Le Parlement libanais s’est réuni, mardi matin, pour un débat de politique générale, conformément aux articles 136 et 137 du règlement intérieur de la Chambre.
Cette réunion, qui devrait se poursuivre dans l’après-midi, a porté sur des sujets cruciaux, notamment la souveraineté de l’État, la question des armes illégales, l’application de l’accord de Taëf et les affaires gouvernementales.
Dans un souci d’organisation de la séance, le président du Parlement, Nabih Berry, a, de prime abord, fixé les règles d’intervention, limitant les prises de parole (d’une durée de 10 minutes chacune) à une seule pour tout bloc disposant de cinq députés, deux pour tout bloc de dix députés, trois pour ceux regroupant 15 députés et quatre pour ceux comptant 20 parlementaires. Il a, par ailleurs, promis qu’après chaque trois réunions législatives, il convoquera un débat de politique générale.
Souveraineté et désarmement: appels à des décisions fermes
La question du désarmement du Hezbollah et de la souveraineté de l’État a dominé les interventions. Le député Georges Adwan (Forces libanaises) a appelé le gouvernement à «fixer un calendrier pour le démantèlement des structures miliciennes et le désarmement des factions armées», estimant que «nous disposons actuellement d’une chance ultime pour agir rapidement».
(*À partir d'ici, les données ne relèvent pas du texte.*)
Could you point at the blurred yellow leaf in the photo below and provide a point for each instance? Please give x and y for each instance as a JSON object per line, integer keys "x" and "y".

Il a, dans ce contexte, affirmé que «le cœur du problème est lié à la notion d’État». Selon lui, les Libanais espèrent que le nouveau gouvernement pourra mettre fin à une situation marquée par l’existence d’un mini-État au sein de l’État. Or, a-t-il déploré, «aucune décision n’a encore été prise à cet effet, et l’autorité étatique n’a toujours pas été imposée».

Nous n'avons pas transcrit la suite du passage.